Don't feel guilty or bad for taking it so hard. It's simply momentum. I'd say there are laws of psychology that are similar to the laws of physics. If you were in a car and took a sudden turn, even a turn you knew was coming, you would still be thrown against the side of the vehicle and you would be wise to have been wearing a seatbelt to hold you in place. The seatbelt is not there because you are weak. It is there because that's how physics works. You will automatically keep moving in the same direction until some force makes you change.

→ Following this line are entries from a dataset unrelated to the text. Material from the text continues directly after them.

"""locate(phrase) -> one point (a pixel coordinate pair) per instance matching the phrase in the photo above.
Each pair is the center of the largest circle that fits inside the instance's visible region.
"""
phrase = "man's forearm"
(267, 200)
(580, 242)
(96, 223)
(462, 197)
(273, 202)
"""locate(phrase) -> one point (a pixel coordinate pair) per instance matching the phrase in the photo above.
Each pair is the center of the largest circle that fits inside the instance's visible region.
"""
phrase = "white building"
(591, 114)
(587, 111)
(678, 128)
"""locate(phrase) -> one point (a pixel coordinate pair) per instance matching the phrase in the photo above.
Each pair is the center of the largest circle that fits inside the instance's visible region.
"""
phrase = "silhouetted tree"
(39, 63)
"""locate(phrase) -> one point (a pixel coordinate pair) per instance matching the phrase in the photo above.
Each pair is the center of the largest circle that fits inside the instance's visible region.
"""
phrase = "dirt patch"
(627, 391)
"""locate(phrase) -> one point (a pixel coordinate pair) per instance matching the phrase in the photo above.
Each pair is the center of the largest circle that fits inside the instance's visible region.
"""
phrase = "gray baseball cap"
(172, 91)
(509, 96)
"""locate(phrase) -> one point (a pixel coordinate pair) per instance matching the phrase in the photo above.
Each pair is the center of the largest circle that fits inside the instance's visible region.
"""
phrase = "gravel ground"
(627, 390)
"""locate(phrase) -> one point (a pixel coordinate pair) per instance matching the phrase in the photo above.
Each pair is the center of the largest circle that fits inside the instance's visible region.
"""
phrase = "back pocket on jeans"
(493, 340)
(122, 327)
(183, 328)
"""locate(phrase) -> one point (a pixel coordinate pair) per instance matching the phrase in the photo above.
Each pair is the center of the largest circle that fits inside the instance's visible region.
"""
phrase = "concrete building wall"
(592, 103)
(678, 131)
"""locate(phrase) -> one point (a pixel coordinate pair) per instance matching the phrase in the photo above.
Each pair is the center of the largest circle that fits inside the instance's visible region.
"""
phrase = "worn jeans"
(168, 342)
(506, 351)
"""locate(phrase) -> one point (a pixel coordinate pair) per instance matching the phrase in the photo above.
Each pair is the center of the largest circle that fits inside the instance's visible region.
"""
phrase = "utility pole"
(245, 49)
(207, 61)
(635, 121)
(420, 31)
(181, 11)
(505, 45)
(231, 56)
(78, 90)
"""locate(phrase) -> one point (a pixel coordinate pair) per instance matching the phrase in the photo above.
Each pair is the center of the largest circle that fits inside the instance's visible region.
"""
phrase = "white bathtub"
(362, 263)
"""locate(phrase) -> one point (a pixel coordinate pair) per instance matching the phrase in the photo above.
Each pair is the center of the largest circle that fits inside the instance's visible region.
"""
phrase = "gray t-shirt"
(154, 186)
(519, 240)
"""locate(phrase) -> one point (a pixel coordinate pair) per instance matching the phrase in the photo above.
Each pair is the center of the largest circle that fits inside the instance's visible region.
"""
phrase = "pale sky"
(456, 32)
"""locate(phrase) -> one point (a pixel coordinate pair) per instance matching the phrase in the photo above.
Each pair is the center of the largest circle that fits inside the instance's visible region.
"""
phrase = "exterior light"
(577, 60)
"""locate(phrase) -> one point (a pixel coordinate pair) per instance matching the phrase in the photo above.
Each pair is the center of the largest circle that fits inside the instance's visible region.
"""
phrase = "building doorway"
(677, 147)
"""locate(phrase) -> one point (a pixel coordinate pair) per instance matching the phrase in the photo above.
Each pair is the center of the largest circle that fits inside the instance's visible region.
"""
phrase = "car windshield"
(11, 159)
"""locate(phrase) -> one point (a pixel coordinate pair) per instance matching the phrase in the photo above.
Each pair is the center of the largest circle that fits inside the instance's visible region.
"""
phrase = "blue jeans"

You have spent Jona's lifetime going in the direction of trying to do what his peers were doing. And for his combination of abilities, that seems to have been the right thing for him to do. You were given a turn in direction. It is quite natural that your momentum made you "lean to the side of the car" and that you needed the "seatbelt of faith" to keep you in your seat. It was not out of weakness. It was simply a natural result of your having gone in the direction you were supposed to be going -- up until now.

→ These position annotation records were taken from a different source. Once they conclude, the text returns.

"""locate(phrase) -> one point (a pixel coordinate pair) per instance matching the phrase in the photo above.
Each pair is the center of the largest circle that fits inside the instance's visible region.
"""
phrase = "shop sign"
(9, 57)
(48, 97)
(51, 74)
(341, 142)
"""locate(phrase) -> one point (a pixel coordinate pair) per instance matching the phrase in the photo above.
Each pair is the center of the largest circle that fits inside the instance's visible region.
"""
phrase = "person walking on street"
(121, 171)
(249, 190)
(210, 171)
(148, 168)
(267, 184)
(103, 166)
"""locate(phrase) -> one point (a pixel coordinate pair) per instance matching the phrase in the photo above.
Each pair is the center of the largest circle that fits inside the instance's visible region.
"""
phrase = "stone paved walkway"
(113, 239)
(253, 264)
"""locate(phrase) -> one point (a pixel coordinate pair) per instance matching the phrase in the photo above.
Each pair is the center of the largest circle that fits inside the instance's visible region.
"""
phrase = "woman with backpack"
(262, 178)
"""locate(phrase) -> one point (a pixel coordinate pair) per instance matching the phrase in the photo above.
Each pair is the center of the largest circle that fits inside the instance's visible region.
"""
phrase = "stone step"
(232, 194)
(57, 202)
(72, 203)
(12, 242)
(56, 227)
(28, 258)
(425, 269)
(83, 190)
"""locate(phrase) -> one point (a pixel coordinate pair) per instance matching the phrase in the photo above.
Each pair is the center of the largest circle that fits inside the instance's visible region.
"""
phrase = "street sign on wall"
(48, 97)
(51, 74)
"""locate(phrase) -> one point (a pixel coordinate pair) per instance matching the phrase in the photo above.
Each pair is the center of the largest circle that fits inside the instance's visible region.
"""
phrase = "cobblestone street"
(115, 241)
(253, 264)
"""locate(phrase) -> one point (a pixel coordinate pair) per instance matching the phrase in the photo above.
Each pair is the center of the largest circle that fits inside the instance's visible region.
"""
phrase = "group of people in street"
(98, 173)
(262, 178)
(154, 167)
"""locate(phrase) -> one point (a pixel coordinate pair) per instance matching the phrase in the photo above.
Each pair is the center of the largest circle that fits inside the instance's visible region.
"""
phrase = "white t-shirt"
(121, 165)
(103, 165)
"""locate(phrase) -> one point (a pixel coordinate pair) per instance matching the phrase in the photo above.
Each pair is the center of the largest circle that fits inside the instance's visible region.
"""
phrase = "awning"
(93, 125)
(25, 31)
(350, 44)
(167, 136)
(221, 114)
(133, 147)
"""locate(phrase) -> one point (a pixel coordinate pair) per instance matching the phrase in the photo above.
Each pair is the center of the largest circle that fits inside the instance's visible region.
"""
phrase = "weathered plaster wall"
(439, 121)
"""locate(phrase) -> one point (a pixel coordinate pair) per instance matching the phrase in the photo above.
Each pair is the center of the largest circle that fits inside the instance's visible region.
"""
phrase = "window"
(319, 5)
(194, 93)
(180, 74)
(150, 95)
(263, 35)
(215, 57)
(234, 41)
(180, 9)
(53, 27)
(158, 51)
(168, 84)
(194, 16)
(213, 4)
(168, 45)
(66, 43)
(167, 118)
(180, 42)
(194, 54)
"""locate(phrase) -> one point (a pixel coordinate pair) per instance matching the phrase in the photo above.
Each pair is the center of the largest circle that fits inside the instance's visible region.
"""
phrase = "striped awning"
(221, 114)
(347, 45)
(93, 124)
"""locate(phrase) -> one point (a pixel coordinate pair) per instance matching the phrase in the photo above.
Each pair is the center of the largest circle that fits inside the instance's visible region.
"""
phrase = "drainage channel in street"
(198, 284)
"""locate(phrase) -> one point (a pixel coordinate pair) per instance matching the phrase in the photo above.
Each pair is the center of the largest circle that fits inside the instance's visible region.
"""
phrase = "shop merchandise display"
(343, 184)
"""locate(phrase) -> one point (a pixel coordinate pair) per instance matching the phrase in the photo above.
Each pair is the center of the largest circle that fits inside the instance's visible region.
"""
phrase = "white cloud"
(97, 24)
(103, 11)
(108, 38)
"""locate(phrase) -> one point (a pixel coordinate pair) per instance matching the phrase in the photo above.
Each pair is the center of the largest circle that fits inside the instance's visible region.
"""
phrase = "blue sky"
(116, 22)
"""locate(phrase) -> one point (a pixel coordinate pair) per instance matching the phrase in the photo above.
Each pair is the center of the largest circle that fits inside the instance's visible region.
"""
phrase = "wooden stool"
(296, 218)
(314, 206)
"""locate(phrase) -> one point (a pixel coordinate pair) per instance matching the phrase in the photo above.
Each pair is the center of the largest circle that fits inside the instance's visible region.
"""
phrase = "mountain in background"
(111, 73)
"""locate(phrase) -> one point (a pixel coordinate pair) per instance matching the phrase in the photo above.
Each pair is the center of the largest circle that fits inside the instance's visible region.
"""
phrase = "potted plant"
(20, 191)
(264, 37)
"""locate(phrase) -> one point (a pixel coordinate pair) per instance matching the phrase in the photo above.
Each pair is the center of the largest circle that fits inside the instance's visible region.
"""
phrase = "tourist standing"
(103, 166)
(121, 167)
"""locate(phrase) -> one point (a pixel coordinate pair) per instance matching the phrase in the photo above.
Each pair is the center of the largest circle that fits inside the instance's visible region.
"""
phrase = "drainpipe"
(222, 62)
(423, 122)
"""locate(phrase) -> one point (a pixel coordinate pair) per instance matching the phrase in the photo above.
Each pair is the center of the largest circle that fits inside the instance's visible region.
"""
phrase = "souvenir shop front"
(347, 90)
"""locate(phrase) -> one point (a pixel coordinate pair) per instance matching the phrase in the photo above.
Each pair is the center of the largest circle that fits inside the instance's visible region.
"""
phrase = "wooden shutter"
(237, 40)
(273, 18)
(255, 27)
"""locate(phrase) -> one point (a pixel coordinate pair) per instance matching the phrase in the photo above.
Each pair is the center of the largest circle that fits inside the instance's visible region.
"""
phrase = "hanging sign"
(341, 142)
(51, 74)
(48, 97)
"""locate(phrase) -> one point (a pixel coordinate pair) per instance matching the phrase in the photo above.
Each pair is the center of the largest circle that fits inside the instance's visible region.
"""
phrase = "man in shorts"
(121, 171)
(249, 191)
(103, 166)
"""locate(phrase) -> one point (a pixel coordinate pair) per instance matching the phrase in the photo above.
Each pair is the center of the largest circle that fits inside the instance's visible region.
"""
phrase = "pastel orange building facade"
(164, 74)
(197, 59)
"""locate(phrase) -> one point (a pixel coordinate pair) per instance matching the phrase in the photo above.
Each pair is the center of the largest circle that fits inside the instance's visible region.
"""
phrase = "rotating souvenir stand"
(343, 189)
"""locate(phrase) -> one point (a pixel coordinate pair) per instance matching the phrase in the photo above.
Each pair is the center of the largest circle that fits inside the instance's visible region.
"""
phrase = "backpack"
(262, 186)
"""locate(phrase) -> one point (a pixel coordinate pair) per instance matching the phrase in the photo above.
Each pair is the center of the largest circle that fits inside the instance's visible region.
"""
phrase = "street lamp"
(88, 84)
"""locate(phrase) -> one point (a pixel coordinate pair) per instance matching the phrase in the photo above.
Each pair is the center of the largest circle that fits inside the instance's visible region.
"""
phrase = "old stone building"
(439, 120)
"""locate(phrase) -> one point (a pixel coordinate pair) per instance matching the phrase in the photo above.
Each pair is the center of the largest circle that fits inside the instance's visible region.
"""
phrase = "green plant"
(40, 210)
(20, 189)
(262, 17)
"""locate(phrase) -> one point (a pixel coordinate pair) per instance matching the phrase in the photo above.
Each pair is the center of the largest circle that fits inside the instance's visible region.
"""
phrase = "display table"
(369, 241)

No matter how beautiful Holland is, it is still a hard left turn from the path to Italy.
Wear your seatbelt, obey the traffic laws, drive safely, and enjoy Jona's call to Holland.
thank you so much for your blog entry. our Son that just turned 18 yrs old will be graduating in the spring. We have thought about YSA service missions & talked with our Bishop about it. I think this is the route we are going to go.
Thank you for being real & for being willing to share your heart & feelings.
What a wonderful post. I look forward to hearing where he will go!
If only these words were warm and squishy and tight like a real hug. But I send them with that same intensity of feeling, and with love, and a few tears too. Whatever comes along, Jona has learned how to love, serve, teach, be obedient, and listen to the Lord. He will have more opportunities in his life to continue to learn those things. The turns are hard, but it sure can make for a more interesting ride. {HUGS}
Thanks for such an honest and emotional post. My step son has some challenges that would make it difficult for him to serve and right now I'm not sure if he even wants to. I think it is extremely difficult for his mom and dad to watch because of all of the reasons you just explained. Hopefully both your son and those that I love can realize what a blessing Holland can be.